The basis period for 2023/24 will be defined as starting immediately after the end of the basis period for 2022/23, and ending on 5 April 2024, without exception. However, this long basis period is then divided into two notionally separate basis periods:
A. Standard period: the first 12 months (ie the accounting period currently used)
B. Transitional period: rest of the basis period to 5 April 2024.
These two basis periods: A and B, are then dealt with separately.
To avoid distortions to total net income due to the long period, and potentially loss of allowances, or imposition of HICBC, only the profits from period A are considered for the allowance withdrawal or variable tax charges.
The profits for period B are calculated after deduction of any overlap relief which arose at the start of the business, or on a previous change of accounting period.

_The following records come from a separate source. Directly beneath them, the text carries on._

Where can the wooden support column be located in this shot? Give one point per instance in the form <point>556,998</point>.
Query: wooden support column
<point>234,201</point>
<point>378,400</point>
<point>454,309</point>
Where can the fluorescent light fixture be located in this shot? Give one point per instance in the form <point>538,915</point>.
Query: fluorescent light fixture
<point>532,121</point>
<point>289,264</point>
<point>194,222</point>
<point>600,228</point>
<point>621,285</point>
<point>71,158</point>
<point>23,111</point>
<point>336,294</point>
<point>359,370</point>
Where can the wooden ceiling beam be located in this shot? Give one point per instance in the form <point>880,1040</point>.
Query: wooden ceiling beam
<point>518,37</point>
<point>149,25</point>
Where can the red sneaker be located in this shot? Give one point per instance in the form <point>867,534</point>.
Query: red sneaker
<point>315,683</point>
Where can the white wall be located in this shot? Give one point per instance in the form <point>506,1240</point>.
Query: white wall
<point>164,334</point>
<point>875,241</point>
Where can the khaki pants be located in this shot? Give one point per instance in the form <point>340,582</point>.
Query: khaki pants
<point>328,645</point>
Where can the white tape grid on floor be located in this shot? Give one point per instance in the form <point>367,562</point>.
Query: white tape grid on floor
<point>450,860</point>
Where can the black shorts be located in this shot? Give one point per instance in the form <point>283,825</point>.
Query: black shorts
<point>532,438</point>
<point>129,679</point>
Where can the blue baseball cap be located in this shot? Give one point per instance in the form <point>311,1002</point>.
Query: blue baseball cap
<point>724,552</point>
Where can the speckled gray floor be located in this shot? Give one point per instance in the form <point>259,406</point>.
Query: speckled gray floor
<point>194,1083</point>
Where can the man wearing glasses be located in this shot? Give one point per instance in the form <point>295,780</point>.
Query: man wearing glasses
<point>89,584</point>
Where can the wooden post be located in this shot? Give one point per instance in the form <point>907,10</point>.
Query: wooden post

These period B profits are also ignored for farmers and creative artist averaging, which would otherwise distort the averaging of profits from 2022/23.
If the net result of period B is a loss, this loss is treated as a terminal loss for a period to 5 April 2024, so it can be carried back up to three years.
Any profits calculated from period B are automatically spread equally over five years: 2023/24 to 2028/29, with 20% of the amount treated as arising in each of those years. The taxpayer can opt out of this automatic spreading of profits.
If the trade ceases before 2028/29 all the remaining profits from period B are taxed in the year of cessation.
The total taxable profits for 2023/24 are the sum of those from Period A (as reduced by personal allowances) plus 20% of profits from period B, if the opt-out of spreading has not been activated.
Example
Muriel’s wedding planning business has an accounting period ending on 30 September, as that’s when her season ends. She has overlap profits of £1,000 and makes the following profits:
- Year to 30 September 2023: £50,000
- 1 October 2023 to 5 April 2024: £6,000 (includes Easter 2024)
Her transitional year profits are calculated as:
- Period A: £50,000
- Period B: £5,000 (after deduction of overlap relief)
Muriel is assessed to income tax on £51,000 for 2023/24 (50,000 + 5000/5), with an additional £1,000 added to the profits of each of the years: 2024/25 to 2028/29.
Even with this spreading of the transitional profits from period B over five years, Muriel is pushed into the higher rate tax band for 2023/24 (threshold frozen at £50,270 until 6 April 2026).
From 6 April 2024 Muriel is required to report her income and expenditure on a tax year basis under MTD ITSA. This is effectively a forced change of accounting date.